VictoriaMetrics: Error in vmstorage regarding big packetsize

Describe the bug vmstorage has error logs complaining about packet size.

app/vmstorage/transport/server.go:160 cannot process vminsert conn from 10.20.11.94:40018: cannot read packet with size 104176512: unexpected EOF

I assume this also causes data to drop

Expected behavior Such error should not happen in vmstorage and vminsert should be writing all the data in vmstorage without an error

Version docker image tag: 1.26.0-cluster

Additional context

We are running clustered victoriametrics in GKE.
For vmstorage, the data is stored in a HDD persistent disk.
There are two pods running for each component
There are two pods of prometheus (HA) writing data to this VictoriaMetrics
RAM & CPU are as below:
- vmstorage (3 cpu & 15 Gi memory) *2
- vmselect (1 cpu & 10 Gi memory) * 2
- vminsert (4 cpu & 6 Gi memory) * 2
sum(rate(vm_rows_inserted_total[5m])) by (instance) {instance=“10.24.7.59:8480”} : 111152.98245614035 {instance=“10.24.8.48:8480”} : 111287.36842105263

Please let me know if additional information is required.

About this issue

Original URL
State: closed
Created 5 years ago
Comments: 17

Commits related to this issue

app/vminsert/netstorage: send per-storageNode bufs to vmstorage nodes in parallel This should improve the maximum ingestion throughput. Updates https://github.com/VictoriaMetrics/VictoriaMetrics/iss... — committed to VictoriaMetrics/VictoriaMetrics by valyala 5 years ago
all: report the number of bytes read on io.ReadFull error This should simplify error investigation similar to https://github.com/VictoriaMetrics/VictoriaMetrics/issues/175 — committed to VictoriaMetrics/VictoriaMetrics by valyala 5 years ago
app/vminsert/netstorage: log network errors when sending data to vmstorage nodes Updates https://github.com/VictoriaMetrics/VictoriaMetrics/issues/175 — committed to VictoriaMetrics/VictoriaMetrics by valyala 5 years ago
app/vminsert/netstorage: mention the data size that cannot be sent to vmstorage Updates https://github.com/VictoriaMetrics/VictoriaMetrics/issues/175 — committed to VictoriaMetrics/VictoriaMetrics by valyala 5 years ago
README.md: refer to comment about ingestion rate scalability Updates https://github.com/VictoriaMetrics/VictoriaMetrics/issues/175 — committed to VictoriaMetrics/VictoriaMetrics by valyala 5 years ago

Most upvoted comments

Thanks for the update! Then leaving the issue open until possible solutions for this issue are published in README.md for cluster version.

The solutions:

increasing the number of vminsert or vmstorage nodes, so more CPU cores can be loaded with serving increased number of connections between vminsert and vmselect nodes.
Disabling compression for such connections with -rpc.disableCompression on vminsert.

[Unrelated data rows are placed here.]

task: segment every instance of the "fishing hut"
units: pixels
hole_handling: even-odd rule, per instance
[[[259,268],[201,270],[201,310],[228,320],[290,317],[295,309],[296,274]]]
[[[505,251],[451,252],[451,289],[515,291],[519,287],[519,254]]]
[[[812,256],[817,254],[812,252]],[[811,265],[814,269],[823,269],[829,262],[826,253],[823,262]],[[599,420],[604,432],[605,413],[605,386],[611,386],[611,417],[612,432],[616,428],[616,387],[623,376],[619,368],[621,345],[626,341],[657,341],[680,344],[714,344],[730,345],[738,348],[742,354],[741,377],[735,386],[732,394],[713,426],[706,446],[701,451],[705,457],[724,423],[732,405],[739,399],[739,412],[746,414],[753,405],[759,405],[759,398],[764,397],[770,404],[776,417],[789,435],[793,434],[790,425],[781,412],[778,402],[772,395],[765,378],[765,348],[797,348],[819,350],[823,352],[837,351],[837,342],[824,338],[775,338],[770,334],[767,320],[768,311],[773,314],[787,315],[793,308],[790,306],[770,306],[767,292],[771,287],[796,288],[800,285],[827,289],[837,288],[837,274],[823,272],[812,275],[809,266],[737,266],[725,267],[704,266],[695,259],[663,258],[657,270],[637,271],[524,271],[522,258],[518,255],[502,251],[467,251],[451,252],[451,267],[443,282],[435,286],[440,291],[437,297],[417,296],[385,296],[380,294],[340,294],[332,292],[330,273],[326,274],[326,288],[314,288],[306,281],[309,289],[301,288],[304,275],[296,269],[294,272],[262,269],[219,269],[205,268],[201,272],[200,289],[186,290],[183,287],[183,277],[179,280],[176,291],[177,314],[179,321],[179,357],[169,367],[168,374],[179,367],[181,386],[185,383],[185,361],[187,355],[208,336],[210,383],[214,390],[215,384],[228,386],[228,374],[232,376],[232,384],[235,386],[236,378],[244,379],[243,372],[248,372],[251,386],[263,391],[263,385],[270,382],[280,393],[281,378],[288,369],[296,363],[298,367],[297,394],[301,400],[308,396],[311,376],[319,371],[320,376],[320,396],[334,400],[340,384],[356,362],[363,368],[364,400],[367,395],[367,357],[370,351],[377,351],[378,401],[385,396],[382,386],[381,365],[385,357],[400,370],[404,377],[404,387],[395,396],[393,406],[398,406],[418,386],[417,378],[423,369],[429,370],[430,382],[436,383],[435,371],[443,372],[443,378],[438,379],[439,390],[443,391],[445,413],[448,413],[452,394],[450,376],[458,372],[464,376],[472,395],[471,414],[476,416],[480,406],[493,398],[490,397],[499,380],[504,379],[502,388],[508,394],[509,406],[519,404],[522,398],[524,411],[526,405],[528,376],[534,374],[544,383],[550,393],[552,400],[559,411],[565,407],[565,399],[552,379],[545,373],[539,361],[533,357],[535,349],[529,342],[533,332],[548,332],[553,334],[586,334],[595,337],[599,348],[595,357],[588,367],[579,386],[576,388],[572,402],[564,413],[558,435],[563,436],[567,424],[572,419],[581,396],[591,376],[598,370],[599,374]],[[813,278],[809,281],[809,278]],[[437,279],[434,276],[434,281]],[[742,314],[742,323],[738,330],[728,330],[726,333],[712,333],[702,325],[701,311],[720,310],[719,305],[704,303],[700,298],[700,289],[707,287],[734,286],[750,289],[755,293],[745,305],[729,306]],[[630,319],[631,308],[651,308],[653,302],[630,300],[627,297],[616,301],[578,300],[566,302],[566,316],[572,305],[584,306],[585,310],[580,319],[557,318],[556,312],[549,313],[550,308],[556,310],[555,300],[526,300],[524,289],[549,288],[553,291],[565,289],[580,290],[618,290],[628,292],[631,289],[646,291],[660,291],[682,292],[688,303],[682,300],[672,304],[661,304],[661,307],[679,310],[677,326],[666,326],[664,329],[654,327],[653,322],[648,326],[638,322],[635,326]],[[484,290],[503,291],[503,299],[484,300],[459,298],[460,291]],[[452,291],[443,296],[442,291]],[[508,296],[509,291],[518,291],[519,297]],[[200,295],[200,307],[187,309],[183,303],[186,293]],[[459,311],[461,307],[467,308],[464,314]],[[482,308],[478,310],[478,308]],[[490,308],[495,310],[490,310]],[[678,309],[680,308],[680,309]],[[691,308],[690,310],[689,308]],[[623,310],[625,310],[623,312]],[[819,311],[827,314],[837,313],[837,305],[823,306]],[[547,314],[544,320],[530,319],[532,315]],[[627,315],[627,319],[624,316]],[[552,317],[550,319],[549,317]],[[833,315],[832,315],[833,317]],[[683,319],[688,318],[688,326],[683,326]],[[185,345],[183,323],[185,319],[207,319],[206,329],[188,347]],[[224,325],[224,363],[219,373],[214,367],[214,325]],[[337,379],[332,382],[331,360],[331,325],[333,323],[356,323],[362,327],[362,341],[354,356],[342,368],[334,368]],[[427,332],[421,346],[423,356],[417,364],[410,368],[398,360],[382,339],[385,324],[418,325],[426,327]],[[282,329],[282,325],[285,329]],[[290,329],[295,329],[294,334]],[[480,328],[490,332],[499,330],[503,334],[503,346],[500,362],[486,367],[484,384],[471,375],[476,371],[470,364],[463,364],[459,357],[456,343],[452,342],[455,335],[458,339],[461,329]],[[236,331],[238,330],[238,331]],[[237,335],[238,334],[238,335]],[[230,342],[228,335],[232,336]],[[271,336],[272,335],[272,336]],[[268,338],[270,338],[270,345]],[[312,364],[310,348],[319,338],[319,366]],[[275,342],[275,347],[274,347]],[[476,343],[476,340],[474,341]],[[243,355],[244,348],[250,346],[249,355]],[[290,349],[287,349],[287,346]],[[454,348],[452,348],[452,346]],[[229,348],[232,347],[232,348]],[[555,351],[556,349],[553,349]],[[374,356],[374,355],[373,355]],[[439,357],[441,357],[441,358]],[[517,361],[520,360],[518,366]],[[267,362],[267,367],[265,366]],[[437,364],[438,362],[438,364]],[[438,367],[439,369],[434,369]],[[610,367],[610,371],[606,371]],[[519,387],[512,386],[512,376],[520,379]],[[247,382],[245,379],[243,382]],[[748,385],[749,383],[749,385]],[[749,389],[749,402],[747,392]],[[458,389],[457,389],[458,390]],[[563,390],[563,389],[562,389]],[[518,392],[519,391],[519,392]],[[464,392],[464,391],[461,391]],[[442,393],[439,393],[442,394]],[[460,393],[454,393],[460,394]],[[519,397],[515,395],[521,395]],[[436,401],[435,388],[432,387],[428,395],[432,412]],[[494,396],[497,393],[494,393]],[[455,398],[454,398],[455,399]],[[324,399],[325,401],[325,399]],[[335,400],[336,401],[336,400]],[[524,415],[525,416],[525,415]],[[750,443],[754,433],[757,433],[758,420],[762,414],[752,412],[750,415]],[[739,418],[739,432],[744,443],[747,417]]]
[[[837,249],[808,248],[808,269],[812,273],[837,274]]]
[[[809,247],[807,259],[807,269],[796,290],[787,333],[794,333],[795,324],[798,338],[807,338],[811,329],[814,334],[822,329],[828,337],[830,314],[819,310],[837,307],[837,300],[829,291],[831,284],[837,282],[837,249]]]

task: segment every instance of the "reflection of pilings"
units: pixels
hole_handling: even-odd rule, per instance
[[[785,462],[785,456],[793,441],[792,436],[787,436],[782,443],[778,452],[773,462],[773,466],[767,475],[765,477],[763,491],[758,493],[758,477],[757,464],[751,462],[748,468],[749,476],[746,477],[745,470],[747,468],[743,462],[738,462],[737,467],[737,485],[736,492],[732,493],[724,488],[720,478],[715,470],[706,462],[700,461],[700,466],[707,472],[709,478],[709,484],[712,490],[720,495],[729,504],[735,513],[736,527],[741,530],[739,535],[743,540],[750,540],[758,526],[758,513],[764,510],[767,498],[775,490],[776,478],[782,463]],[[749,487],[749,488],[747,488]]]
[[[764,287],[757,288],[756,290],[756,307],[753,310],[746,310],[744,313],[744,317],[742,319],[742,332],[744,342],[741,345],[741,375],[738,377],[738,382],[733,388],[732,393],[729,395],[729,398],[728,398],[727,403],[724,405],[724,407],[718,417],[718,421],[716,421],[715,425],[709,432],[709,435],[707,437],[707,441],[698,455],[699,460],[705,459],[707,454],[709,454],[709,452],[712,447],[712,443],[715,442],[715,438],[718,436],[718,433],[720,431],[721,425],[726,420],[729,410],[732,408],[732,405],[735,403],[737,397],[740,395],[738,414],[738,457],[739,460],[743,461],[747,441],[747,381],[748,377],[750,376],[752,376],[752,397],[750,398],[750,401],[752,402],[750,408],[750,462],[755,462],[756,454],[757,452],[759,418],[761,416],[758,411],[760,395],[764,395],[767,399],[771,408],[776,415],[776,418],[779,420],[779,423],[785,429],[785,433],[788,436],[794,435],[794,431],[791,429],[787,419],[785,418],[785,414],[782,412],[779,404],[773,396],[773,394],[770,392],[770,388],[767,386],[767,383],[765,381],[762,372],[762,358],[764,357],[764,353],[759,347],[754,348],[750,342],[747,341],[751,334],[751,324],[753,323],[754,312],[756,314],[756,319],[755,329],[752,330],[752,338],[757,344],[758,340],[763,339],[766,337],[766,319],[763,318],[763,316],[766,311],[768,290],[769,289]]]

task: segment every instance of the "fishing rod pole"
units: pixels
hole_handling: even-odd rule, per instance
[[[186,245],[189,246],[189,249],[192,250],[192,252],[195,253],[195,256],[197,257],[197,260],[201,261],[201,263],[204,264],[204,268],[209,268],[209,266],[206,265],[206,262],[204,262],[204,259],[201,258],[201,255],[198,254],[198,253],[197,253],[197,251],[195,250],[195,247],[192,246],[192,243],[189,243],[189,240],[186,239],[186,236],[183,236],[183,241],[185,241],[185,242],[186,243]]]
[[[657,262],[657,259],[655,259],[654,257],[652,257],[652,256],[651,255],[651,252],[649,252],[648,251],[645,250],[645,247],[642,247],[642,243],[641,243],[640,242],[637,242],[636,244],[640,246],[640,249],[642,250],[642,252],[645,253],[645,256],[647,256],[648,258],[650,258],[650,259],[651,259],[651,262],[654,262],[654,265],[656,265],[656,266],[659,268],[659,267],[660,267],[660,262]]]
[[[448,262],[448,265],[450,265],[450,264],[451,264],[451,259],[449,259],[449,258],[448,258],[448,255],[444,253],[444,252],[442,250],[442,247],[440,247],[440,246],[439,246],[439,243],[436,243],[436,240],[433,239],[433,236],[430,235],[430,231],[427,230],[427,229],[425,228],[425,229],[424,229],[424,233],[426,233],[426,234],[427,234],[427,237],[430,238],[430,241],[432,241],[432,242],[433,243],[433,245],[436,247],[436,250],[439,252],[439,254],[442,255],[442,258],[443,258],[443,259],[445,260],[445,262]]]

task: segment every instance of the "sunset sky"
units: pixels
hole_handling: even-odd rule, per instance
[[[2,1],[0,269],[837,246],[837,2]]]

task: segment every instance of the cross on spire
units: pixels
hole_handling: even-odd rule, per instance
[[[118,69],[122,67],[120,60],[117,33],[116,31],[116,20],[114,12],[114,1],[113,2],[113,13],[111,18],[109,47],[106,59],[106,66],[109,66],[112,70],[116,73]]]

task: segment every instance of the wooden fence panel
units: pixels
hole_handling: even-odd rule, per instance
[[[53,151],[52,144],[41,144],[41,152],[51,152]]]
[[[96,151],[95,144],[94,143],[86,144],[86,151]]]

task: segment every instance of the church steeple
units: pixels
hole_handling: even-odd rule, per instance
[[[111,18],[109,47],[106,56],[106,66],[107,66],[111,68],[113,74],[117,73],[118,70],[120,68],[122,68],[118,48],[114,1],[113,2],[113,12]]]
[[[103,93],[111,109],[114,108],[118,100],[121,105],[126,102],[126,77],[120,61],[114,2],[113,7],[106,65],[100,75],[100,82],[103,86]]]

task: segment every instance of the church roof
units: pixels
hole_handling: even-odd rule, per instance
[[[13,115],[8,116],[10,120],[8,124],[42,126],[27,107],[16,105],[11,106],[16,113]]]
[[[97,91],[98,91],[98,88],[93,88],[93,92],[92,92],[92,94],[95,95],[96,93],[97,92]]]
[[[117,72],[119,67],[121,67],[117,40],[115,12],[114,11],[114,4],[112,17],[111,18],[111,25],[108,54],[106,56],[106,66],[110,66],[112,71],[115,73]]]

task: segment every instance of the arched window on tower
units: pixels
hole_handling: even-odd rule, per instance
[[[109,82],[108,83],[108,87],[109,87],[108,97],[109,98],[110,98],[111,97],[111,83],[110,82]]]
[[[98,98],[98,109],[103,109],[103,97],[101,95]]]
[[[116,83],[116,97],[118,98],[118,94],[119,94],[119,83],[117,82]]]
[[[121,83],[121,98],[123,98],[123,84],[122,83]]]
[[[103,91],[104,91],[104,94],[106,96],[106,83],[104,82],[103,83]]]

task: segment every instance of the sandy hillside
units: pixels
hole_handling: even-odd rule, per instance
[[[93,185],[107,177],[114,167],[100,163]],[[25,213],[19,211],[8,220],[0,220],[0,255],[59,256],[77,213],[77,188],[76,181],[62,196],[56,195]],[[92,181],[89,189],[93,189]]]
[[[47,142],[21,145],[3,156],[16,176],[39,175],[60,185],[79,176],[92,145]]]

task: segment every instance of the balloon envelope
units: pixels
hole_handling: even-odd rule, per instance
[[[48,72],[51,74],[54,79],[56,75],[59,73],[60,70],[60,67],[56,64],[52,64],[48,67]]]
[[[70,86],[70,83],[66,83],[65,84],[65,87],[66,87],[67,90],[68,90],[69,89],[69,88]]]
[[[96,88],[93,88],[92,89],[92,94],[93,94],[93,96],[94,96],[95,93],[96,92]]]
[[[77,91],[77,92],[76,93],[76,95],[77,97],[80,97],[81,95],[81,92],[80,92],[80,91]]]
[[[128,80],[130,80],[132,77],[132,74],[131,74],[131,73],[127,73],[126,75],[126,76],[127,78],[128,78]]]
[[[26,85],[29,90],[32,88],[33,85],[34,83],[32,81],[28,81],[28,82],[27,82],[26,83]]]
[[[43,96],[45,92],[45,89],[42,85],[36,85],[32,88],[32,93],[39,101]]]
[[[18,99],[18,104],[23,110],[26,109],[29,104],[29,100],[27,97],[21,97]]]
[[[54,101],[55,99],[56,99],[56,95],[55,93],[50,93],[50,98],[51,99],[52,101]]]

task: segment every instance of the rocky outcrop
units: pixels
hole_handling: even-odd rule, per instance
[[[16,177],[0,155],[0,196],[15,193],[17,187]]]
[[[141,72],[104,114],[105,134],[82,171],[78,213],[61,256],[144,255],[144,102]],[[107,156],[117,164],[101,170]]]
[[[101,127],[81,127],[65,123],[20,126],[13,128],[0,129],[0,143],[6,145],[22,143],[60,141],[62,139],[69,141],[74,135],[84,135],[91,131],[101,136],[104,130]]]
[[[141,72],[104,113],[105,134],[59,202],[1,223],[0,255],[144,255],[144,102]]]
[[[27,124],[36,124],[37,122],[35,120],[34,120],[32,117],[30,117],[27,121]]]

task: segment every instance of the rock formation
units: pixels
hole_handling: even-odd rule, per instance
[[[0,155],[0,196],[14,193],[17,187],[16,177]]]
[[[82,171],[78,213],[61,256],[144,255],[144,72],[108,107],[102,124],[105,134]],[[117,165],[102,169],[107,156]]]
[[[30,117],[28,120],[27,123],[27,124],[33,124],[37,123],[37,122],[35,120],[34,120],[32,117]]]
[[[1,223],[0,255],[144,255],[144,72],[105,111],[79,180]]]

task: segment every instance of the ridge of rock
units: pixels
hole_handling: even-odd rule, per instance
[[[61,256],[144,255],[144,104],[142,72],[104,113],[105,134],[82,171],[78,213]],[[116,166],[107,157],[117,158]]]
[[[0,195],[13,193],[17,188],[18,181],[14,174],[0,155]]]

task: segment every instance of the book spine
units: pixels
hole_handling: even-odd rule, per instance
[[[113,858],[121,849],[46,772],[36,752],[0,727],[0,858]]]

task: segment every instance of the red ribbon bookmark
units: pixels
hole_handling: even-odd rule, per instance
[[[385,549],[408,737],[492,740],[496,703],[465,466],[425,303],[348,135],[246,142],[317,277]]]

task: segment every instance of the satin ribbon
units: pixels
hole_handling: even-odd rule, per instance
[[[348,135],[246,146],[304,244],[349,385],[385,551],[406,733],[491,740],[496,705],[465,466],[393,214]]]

These workarounds are needed, since currently vminsert establishes a single connection per each configured vmstorage node and this connection is served by a single CPU core, which can be saturated with high amounts of data. In the future we can add support for automatic adjustement for the number of connections between vminsert and vmstorage nodes depending on the ingestion rate.

valyala on Oct 1, 2019

Also it seems, even when the logs say vminsert will try to connect to the next storage node, the logs shows that it is still sending traffic to the same vmstorage node.

vminsert keeps trying to send data to unhealthy vmstorage node in order to determine when the node becomes healthy again.

valyala on Sep 25, 2019